Rekonfigurasi pengelolaan hutan secara lestari menempatkan hutan sebagai satu kesatuan ekosistem lanskap. Diantaranya meliputi penguatan akses legal kepada masyarakat, persetujuan lingkungan dengan mengedepankan keberlanjutan ekologi, serta peningkatan nilai ekonomi berbasis multiusaha kehutanan.

“Sehingga di dalam implementasi kebijakan pengelolaan hutan lestari, lima pilar harus secara imbang terpenuhi. Diantaranya kepastian kawasan, jaminan berusaha, peningkatan produktivitas hutan, tumbuhnya diversifikasi produk, hingga menghadirkan daya saing hasil hutan Indonesia di tataran internasional,” tambah Wenda.

Wenda menjabarkan bahwa berdasarkan data Kementerian LHK per tanggal 8 September 2022, sebanyak 30 juta hektar kawasan hutan produksi dapat dimanfaatkan untuk multiusaha kehutanan oleh pemegang para PBPH. Tersebar di pulau-pulau besar seperti Sumatera dan Kalimantan, terdapat potensi pemanfaatan multiusaha di Hutan Tanaman Industri (HTI) seluas 11,09 juta hektar, di Hutan Alam (HA/HPH) seluas 18,28 juta hektar dan kawasan Restorasi Ekosistem (RE) seluas 0,6 juta hektar.

“Tentu ini merupakan potensi yang sangat besar dan KLHK mendorong para pemegang perizinan berusaha pemanfaatan hutan untuk segera mengoptimalkan dengan mengedepankan keseimbangan sosial, ekonomi dan ekologi,” tutup Wenda.

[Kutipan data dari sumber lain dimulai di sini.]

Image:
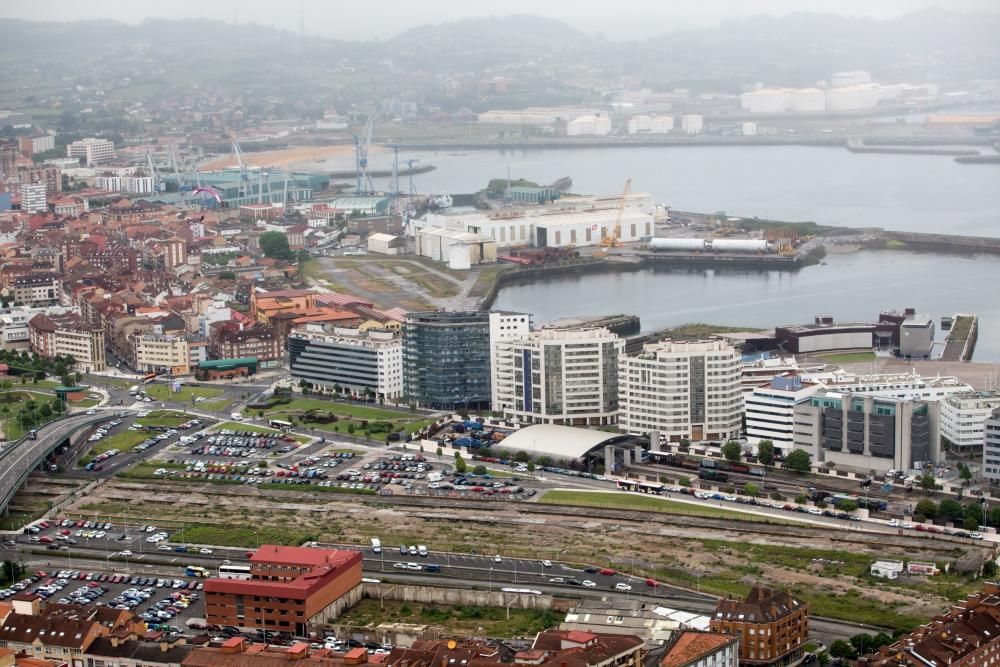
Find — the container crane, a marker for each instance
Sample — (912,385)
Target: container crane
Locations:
(614,240)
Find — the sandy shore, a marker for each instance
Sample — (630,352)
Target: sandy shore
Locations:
(287,156)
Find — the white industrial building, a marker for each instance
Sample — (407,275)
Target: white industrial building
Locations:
(385,244)
(459,250)
(963,419)
(589,126)
(683,390)
(504,326)
(643,124)
(770,410)
(577,221)
(566,376)
(693,123)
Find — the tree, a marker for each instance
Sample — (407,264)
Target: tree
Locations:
(731,451)
(951,509)
(841,649)
(927,482)
(927,507)
(765,452)
(799,461)
(275,246)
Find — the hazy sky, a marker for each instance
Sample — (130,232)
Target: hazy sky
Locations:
(385,18)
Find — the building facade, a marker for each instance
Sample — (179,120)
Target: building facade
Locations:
(683,390)
(868,433)
(92,151)
(355,361)
(561,376)
(772,626)
(963,420)
(770,410)
(446,360)
(68,334)
(289,589)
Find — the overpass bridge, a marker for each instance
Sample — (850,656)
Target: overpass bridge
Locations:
(19,459)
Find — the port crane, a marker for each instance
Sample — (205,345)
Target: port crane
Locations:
(614,239)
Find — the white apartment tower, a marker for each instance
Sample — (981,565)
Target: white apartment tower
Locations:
(683,390)
(504,327)
(566,376)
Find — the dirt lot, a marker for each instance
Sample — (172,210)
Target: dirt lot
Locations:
(828,570)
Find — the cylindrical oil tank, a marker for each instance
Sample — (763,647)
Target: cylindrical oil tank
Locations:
(738,245)
(689,245)
(808,99)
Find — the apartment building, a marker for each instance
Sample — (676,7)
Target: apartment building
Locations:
(91,150)
(68,334)
(290,588)
(770,410)
(157,353)
(772,626)
(683,390)
(446,359)
(37,290)
(963,419)
(504,326)
(868,433)
(353,360)
(565,376)
(33,198)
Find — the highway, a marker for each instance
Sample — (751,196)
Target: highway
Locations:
(19,460)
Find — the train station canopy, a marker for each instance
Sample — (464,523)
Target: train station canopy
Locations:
(559,442)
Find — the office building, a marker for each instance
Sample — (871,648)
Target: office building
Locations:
(290,588)
(867,433)
(350,360)
(92,151)
(770,410)
(963,418)
(684,390)
(446,360)
(504,326)
(991,448)
(561,376)
(68,334)
(33,198)
(772,626)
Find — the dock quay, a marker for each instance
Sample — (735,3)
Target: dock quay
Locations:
(962,339)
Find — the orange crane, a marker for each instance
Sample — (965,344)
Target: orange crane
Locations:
(614,240)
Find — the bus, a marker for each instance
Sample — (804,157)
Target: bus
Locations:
(230,571)
(654,488)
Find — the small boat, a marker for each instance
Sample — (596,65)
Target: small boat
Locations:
(439,201)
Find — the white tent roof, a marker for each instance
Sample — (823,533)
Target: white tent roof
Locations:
(560,442)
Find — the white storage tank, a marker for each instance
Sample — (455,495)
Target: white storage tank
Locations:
(738,245)
(763,101)
(689,245)
(808,99)
(692,123)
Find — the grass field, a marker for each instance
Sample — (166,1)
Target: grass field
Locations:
(242,536)
(123,442)
(161,392)
(847,357)
(630,501)
(460,620)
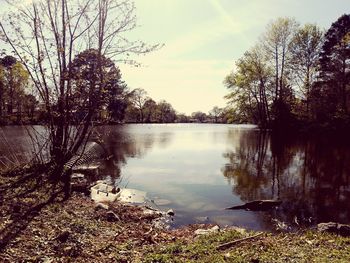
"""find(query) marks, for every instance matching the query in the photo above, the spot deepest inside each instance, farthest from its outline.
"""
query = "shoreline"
(78, 231)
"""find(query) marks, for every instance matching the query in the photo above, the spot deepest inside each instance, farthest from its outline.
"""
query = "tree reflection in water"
(127, 141)
(310, 176)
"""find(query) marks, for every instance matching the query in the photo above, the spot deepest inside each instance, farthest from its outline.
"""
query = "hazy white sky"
(203, 38)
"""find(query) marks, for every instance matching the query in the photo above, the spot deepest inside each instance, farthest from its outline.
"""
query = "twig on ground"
(234, 242)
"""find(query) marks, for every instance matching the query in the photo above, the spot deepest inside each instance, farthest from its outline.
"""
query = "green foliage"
(295, 76)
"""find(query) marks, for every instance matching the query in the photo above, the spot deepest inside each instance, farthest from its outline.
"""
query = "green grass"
(305, 247)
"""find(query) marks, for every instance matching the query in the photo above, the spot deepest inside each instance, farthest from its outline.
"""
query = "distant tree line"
(295, 76)
(16, 105)
(118, 103)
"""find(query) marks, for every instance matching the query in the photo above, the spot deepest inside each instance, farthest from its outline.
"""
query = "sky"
(203, 39)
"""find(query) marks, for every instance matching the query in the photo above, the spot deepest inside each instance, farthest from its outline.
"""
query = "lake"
(200, 169)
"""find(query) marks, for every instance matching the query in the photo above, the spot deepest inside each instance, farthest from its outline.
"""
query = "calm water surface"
(203, 168)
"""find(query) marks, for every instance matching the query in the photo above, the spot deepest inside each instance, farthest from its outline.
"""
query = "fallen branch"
(234, 242)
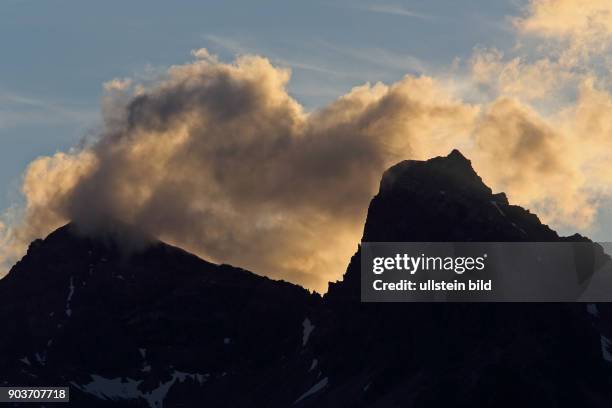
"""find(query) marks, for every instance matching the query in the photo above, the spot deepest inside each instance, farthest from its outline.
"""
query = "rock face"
(162, 327)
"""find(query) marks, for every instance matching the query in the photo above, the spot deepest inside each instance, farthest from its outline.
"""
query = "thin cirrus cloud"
(17, 109)
(396, 10)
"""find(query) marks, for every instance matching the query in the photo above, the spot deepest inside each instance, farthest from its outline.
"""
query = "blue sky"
(56, 54)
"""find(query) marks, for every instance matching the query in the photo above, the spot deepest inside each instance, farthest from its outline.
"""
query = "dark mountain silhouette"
(160, 327)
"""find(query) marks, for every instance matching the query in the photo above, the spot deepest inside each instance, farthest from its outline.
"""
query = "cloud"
(583, 29)
(396, 10)
(218, 158)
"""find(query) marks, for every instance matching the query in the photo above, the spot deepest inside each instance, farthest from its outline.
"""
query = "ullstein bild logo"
(486, 272)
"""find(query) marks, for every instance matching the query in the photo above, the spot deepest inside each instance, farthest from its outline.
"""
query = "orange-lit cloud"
(218, 158)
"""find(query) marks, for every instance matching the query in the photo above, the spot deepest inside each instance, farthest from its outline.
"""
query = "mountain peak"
(453, 171)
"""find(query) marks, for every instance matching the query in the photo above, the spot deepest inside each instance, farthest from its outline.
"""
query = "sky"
(163, 114)
(57, 54)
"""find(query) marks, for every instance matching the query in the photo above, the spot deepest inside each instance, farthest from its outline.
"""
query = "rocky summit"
(159, 327)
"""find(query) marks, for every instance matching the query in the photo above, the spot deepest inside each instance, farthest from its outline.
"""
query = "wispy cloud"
(396, 10)
(235, 46)
(382, 57)
(17, 109)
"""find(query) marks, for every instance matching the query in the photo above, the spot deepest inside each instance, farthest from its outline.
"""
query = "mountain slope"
(162, 327)
(78, 310)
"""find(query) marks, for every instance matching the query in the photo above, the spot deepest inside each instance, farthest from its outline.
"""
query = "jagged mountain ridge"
(166, 321)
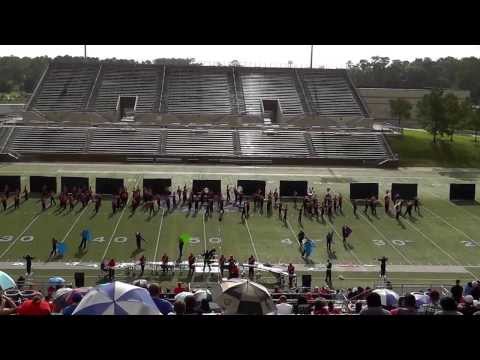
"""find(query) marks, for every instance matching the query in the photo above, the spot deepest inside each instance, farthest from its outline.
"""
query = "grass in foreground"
(416, 148)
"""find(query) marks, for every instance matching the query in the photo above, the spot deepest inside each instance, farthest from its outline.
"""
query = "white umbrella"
(388, 297)
(245, 297)
(181, 296)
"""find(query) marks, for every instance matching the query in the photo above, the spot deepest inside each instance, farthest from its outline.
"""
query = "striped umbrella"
(388, 297)
(245, 297)
(421, 298)
(6, 282)
(117, 298)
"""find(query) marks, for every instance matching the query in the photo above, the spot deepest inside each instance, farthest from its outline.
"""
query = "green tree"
(431, 113)
(453, 114)
(401, 109)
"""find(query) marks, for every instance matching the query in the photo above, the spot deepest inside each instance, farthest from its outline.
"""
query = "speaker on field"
(406, 191)
(462, 192)
(79, 279)
(306, 281)
(363, 190)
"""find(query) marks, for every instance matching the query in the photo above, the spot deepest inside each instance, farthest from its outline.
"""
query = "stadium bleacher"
(66, 87)
(193, 91)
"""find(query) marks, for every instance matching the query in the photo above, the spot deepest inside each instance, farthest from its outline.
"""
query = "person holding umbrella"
(139, 238)
(28, 260)
(142, 262)
(383, 266)
(54, 248)
(328, 275)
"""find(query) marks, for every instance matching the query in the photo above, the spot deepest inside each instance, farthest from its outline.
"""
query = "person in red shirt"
(191, 264)
(35, 307)
(291, 274)
(111, 269)
(164, 262)
(178, 289)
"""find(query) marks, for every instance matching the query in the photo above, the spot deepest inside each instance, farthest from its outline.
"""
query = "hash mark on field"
(18, 237)
(158, 236)
(74, 223)
(453, 227)
(384, 237)
(118, 222)
(251, 240)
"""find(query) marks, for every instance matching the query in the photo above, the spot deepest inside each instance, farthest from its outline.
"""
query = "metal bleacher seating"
(365, 146)
(66, 87)
(125, 141)
(330, 93)
(193, 91)
(35, 139)
(270, 85)
(202, 142)
(273, 144)
(128, 81)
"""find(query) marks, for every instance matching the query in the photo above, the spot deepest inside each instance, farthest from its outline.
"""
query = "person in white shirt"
(283, 308)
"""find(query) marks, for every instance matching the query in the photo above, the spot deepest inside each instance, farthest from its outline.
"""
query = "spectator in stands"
(178, 308)
(467, 290)
(457, 291)
(409, 307)
(284, 308)
(434, 306)
(76, 298)
(374, 306)
(190, 304)
(449, 307)
(303, 307)
(467, 307)
(7, 306)
(332, 310)
(178, 289)
(475, 290)
(164, 306)
(320, 307)
(36, 306)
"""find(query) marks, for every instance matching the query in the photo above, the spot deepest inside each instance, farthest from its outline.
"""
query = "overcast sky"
(330, 56)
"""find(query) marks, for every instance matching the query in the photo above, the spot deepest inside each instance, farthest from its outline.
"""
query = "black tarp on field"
(39, 183)
(288, 187)
(13, 183)
(158, 186)
(251, 187)
(361, 191)
(108, 186)
(214, 186)
(68, 183)
(406, 191)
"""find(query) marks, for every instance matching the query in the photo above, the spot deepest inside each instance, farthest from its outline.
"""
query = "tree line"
(444, 73)
(440, 113)
(20, 75)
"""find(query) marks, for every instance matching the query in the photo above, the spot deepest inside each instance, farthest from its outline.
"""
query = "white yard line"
(18, 237)
(434, 243)
(384, 237)
(204, 232)
(251, 240)
(453, 227)
(158, 235)
(74, 223)
(452, 204)
(118, 222)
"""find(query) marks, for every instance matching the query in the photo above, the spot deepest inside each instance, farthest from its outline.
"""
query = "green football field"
(443, 235)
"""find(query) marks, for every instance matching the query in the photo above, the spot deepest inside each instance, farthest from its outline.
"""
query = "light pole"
(311, 56)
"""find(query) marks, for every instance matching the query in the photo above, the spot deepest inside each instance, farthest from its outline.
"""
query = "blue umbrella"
(56, 280)
(6, 282)
(117, 298)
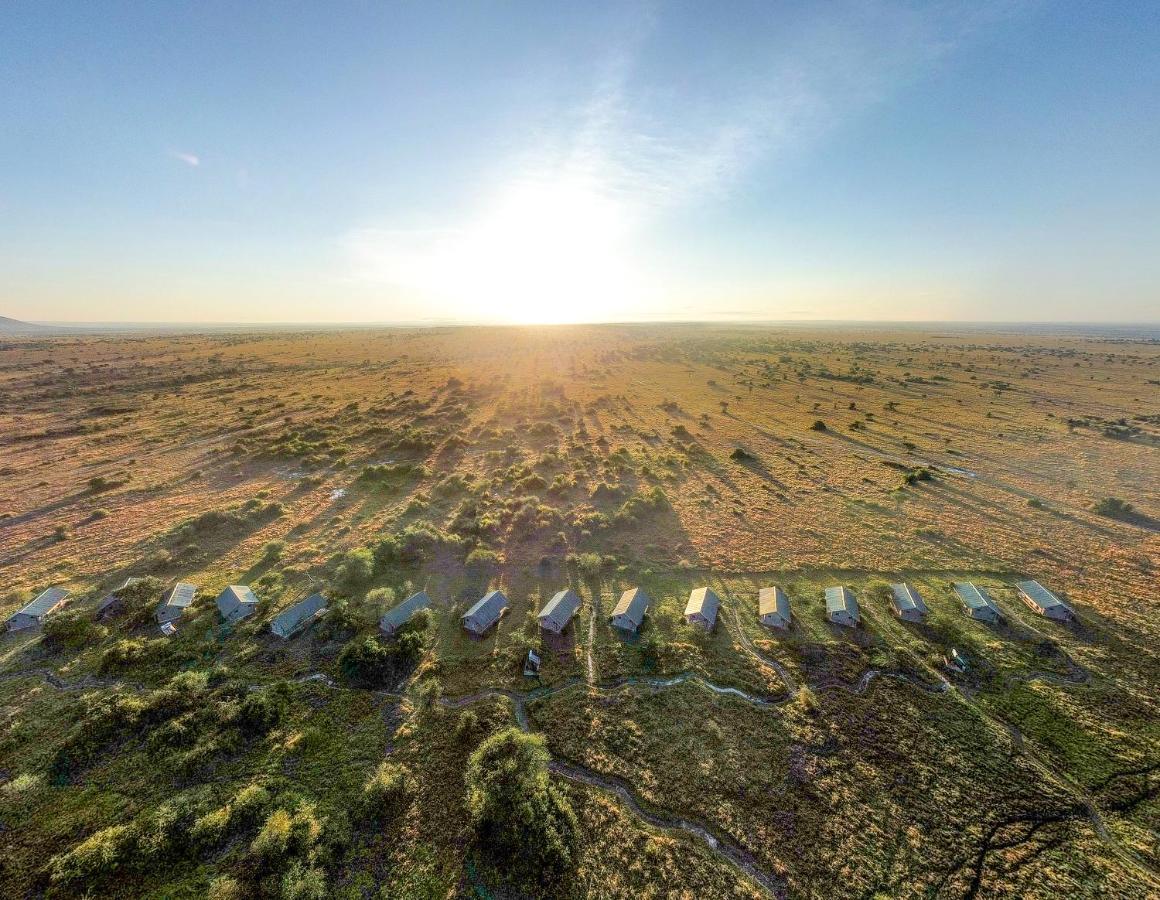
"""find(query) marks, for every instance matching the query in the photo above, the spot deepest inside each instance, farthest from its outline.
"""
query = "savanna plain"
(369, 464)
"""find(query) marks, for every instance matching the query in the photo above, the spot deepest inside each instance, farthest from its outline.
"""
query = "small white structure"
(702, 608)
(976, 603)
(907, 603)
(630, 612)
(290, 622)
(774, 608)
(40, 609)
(486, 612)
(237, 602)
(559, 611)
(841, 607)
(175, 601)
(396, 618)
(1043, 601)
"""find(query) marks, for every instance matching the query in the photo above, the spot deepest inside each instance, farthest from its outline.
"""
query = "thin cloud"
(635, 150)
(190, 159)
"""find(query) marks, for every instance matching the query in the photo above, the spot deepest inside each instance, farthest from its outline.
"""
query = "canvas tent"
(841, 605)
(559, 611)
(1043, 601)
(485, 612)
(237, 602)
(298, 616)
(774, 608)
(400, 615)
(175, 601)
(38, 610)
(702, 608)
(976, 603)
(907, 603)
(630, 612)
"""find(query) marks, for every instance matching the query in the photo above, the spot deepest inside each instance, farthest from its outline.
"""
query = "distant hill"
(15, 326)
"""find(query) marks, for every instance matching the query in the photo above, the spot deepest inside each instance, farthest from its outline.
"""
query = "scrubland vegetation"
(225, 762)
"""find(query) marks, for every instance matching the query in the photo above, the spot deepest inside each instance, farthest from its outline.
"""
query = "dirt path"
(592, 643)
(724, 849)
(791, 687)
(733, 854)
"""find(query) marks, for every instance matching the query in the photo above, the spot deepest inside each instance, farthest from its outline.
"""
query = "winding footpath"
(722, 847)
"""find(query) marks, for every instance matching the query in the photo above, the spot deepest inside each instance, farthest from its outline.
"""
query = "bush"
(368, 662)
(70, 630)
(1113, 507)
(483, 561)
(355, 568)
(262, 710)
(303, 882)
(520, 818)
(466, 728)
(385, 793)
(99, 856)
(123, 654)
(224, 887)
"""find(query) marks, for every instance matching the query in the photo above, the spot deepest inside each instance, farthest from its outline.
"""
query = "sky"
(994, 160)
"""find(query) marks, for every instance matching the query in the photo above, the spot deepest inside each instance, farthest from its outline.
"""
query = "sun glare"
(550, 252)
(544, 251)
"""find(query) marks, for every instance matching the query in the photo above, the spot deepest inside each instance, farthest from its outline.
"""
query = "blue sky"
(566, 162)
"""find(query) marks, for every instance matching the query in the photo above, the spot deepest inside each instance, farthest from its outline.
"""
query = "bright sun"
(549, 252)
(544, 251)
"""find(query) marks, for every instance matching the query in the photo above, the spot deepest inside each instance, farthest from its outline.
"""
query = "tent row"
(236, 602)
(703, 605)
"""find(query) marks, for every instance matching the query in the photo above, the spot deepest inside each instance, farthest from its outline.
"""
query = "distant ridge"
(15, 326)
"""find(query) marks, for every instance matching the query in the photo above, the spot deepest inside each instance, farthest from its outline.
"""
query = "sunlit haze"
(504, 162)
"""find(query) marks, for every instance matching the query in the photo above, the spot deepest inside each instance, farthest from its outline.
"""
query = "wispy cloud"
(636, 147)
(190, 159)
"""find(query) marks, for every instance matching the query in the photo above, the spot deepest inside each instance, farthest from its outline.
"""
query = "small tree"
(520, 818)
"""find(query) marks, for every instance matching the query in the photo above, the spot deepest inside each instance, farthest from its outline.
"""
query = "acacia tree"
(521, 819)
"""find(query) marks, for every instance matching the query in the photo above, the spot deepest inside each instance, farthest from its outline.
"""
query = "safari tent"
(298, 616)
(40, 609)
(630, 612)
(841, 607)
(237, 602)
(977, 604)
(774, 608)
(400, 615)
(175, 601)
(1043, 601)
(702, 608)
(485, 612)
(559, 611)
(907, 603)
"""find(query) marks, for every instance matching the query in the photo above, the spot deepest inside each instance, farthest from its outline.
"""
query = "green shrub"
(369, 662)
(1113, 507)
(71, 630)
(96, 857)
(303, 882)
(355, 568)
(521, 820)
(385, 793)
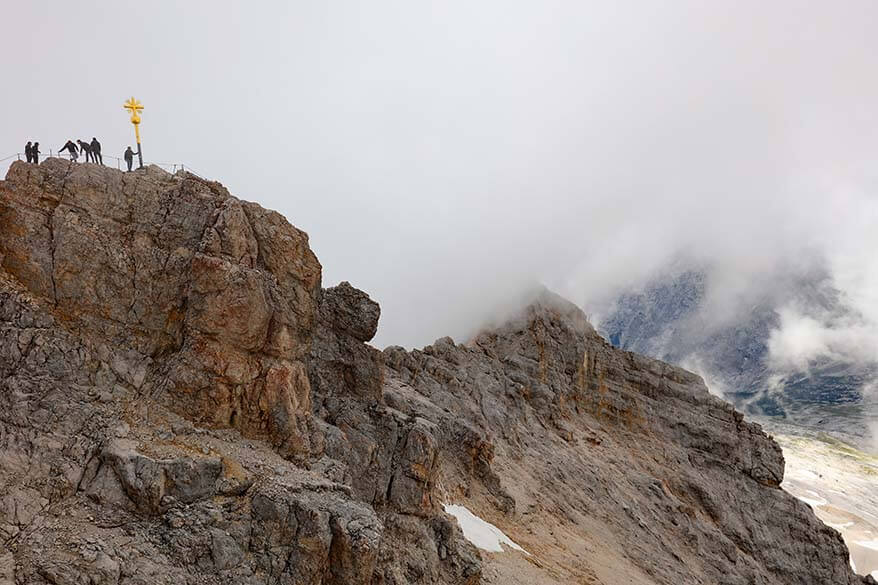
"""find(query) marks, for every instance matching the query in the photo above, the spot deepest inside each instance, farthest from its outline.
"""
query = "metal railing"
(170, 167)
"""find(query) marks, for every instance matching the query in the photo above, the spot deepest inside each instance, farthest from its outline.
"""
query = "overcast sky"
(446, 156)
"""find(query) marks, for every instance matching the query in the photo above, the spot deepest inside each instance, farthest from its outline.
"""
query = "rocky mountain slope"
(672, 319)
(181, 402)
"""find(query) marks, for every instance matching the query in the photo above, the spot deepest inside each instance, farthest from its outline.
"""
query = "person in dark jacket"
(71, 148)
(129, 157)
(96, 151)
(86, 148)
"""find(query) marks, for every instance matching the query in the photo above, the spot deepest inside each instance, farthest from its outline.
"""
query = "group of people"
(92, 151)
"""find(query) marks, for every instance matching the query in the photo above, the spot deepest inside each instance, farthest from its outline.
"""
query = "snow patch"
(483, 534)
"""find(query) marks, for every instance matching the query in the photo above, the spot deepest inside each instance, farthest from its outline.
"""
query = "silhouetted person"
(129, 157)
(86, 148)
(71, 148)
(96, 151)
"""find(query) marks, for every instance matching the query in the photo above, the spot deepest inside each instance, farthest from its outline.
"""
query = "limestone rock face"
(218, 294)
(181, 402)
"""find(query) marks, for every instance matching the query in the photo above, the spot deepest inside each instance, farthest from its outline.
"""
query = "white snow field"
(483, 534)
(840, 483)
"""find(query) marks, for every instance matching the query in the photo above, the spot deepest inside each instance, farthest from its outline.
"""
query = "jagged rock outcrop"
(181, 401)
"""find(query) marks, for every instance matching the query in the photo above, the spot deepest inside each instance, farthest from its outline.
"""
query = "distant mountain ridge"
(671, 319)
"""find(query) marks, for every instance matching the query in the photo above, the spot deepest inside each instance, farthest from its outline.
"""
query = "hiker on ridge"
(96, 151)
(86, 148)
(71, 148)
(129, 157)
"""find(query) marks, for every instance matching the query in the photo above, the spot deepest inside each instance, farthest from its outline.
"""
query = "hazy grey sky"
(446, 156)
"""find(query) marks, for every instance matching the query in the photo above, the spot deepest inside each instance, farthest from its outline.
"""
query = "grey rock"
(252, 436)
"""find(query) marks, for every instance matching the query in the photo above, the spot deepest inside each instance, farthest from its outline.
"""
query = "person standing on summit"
(85, 148)
(71, 148)
(96, 151)
(129, 157)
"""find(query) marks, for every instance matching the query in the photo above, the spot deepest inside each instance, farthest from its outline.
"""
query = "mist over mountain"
(791, 345)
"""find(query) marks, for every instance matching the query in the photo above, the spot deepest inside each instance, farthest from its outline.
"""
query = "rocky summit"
(182, 402)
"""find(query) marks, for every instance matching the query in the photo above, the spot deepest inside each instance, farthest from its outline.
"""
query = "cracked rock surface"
(182, 402)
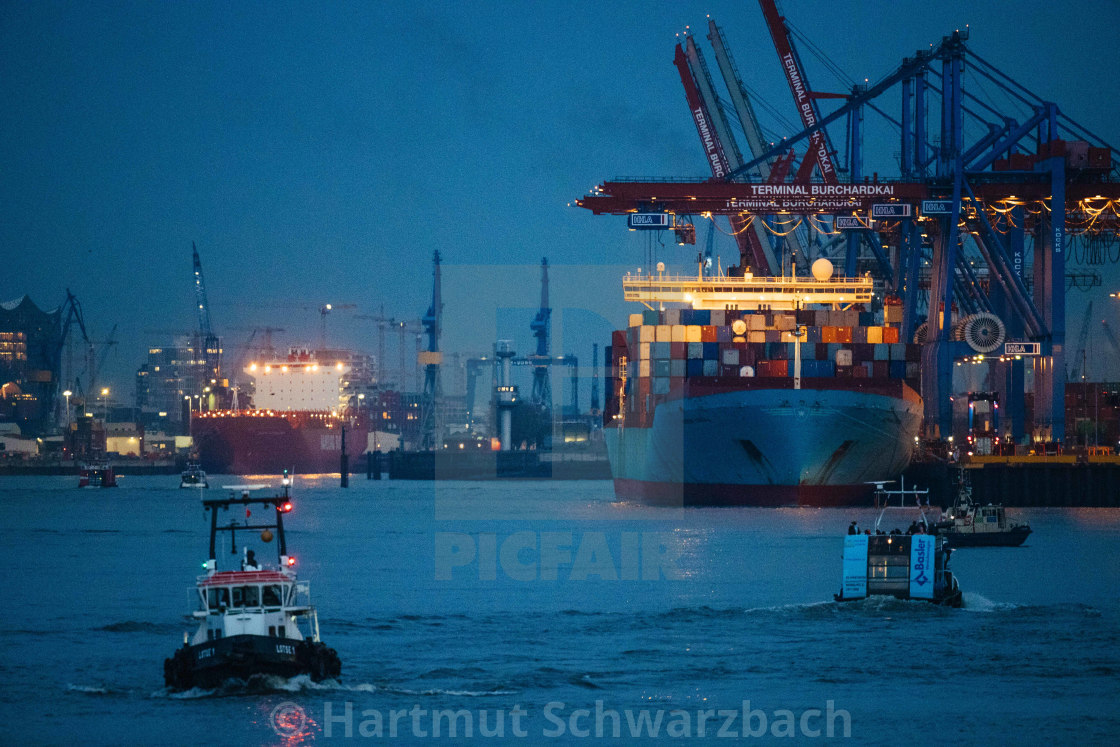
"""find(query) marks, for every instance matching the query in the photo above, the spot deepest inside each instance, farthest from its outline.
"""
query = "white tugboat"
(257, 618)
(906, 566)
(194, 476)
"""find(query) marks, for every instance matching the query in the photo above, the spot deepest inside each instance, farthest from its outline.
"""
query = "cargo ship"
(770, 391)
(299, 421)
(269, 441)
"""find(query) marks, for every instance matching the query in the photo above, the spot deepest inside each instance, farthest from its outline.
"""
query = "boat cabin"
(262, 603)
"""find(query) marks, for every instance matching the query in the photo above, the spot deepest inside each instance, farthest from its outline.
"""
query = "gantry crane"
(986, 201)
(210, 345)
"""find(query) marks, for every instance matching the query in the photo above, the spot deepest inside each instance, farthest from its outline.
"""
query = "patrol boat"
(969, 524)
(903, 566)
(255, 618)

Diskusi Pojok Iklim dengan tema optimalisasi pemanfaatan hutan melalui multiusaha kehutanan ini turut menghadirkan Wakil Ketua Umum Bidang Lingkungan Hidup dan Kehutanan KADIN Indonesia serta perwakilan PT. Sarmiento Parakantja Timber yang memaparkan praktik-praktik terbaik di tingkat tapak. Diharapkan diskusi Pojok Iklim yang melibatkan akademisi, pakar/pemerhati kebijakan kehutanan, dunia bisnis dan masyarakat ini dapat meningkatkan pemahaman terkait multiusaha kehutanan secara berkelanjutan.